The report does justice to the role of key actors from politicians, to police, military, civil society and church leaders. More than 30 individual stakeholders are introduced. Being still quite ignorant on the Congolese actors, I appreciate this thirty something pages full of background knowledge, names and institutions as a great opportunity to study up. However, I am wondering how effective this detailed description is for people who merely want to get the bigger picture. It might divert attention from the analysis, which could have benefitted from a more central argument as organizing principle.

With a coup attempt and on-going fighting in Burundi, the intentions and action of Congo’s president deserve scrutiny. Just as in the case of Burundi and Rwanda, Congo’s constitution foresees President Kabila stepping down after having served two terms in office. But like Pierre Nkurunziza and Paul Kagame, Kabila seems to be decided to continue. He has not publicly clarified his intentions, which in itself is oil in the fire of pre-election tensions. However, there are clear indications that the regime tries to stay in power by all means. The report identifies three subsequent strategies: first, the regime attempted to amend the constitution. When that did not work, Kabila attempted to create legal obstacles to delay the elections. Since the new electoral law was abandoned due to widespread protests, the Congolese Government is now deliberately trying to produce chaos through pushing ahead with the elections and the decentralization process: “The sheer magnitude of the electoral agenda, in particular the local and provincial elections, combined with the sudden urgency in the otherwise stalled establishment of the new provinces, is likely to result in massive confusion and disarray…Such a scenario would justify an indefinite delay of the elections.” (P. 17)

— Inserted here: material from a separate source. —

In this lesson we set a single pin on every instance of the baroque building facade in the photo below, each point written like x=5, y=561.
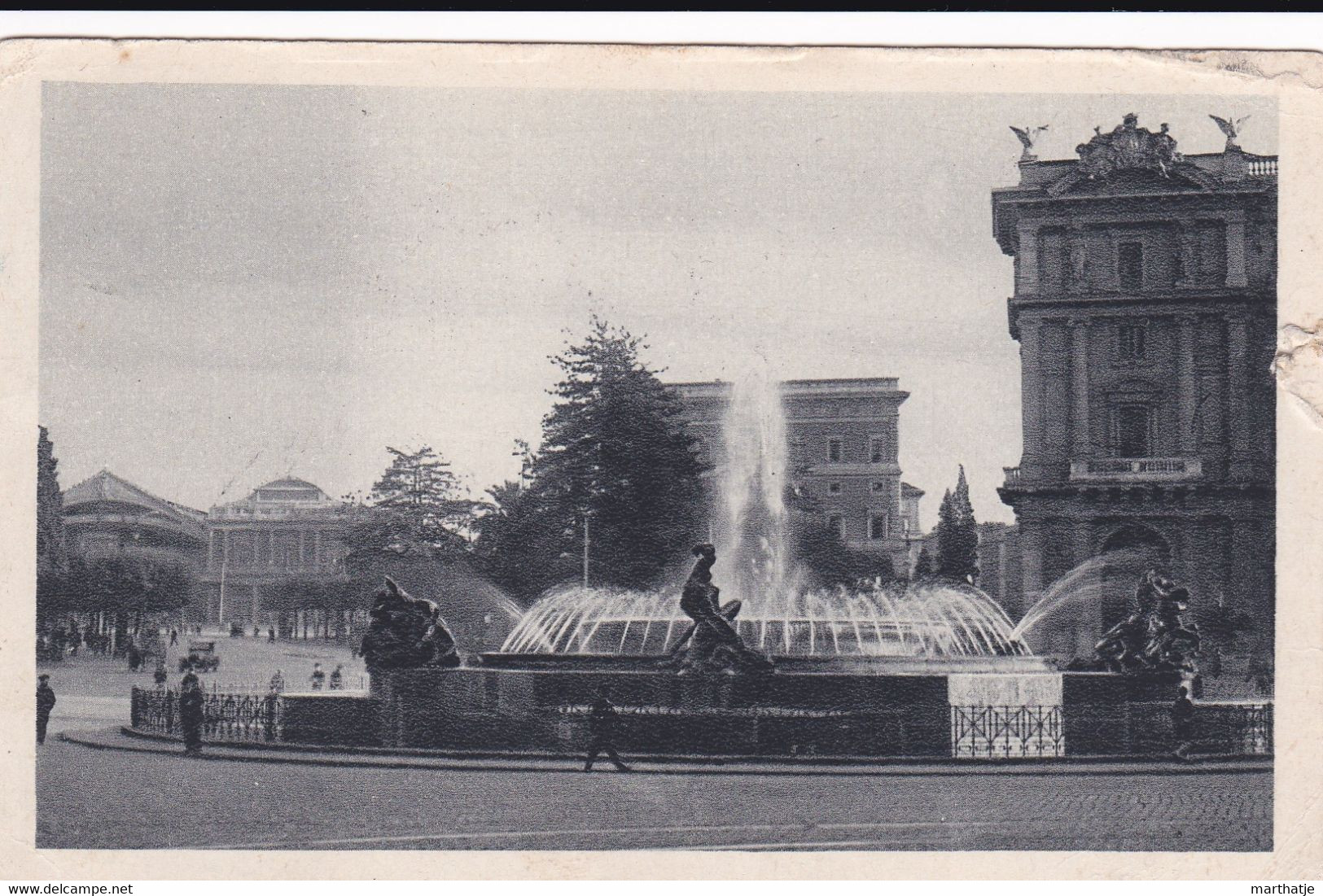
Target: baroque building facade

The report naturally ends on recommendations. And here I see a big discrepancy between the analysis and the proposed action: While the report develops a picture of a power-hungry, Machiavellian Kabila regime, it suggests that this very regime could be compelled to a turn around through the threat of the withdrawal of international support. To be successful, this step requires that the regime would care. However, the earlier descriptions as well as other sources suggest that these men are primarily concerned with holding on to power. From the very beginning, they have been beneficiaries of this predatory state and are likely to cherish continuing more than they fear the withdrawal of international support. If they are attempting to compel the regime to anything, international negotiators ought to imply consequences for personal assets and traveling freedoms.

Moving forward against the FDLR

On Wednesday the International Crisis Group (ICG) published a new briefing on the current stalemate in DRCongo. The twenty-page report highlights that the hopes of moving towards peace and stability through regional cooperation and Congolese reforms are essentially shipwrecked by diverging interests between DRC, Rwanda, Tanzania and South Africa. The briefing identifies the handling of the Rwandan Hutu rebel group FDLR as the “stumbling block” for the Peace Security and Cooperation framework – an agreement between the states of the region signed in February 2013. As a result no meaningful action can be taken against the plethora of armed groups, which continue to kill civilians, tarnishing the legitimacy of the peacekeeping mission and the Southern African Development Community. The briefing concludes that instead of being played by these regional actors, the UN should threaten to withdrawal the Force Intervention Brigade and incentivize the DRC, Tanzania and South Africa into finally taking effective action against the FDLR.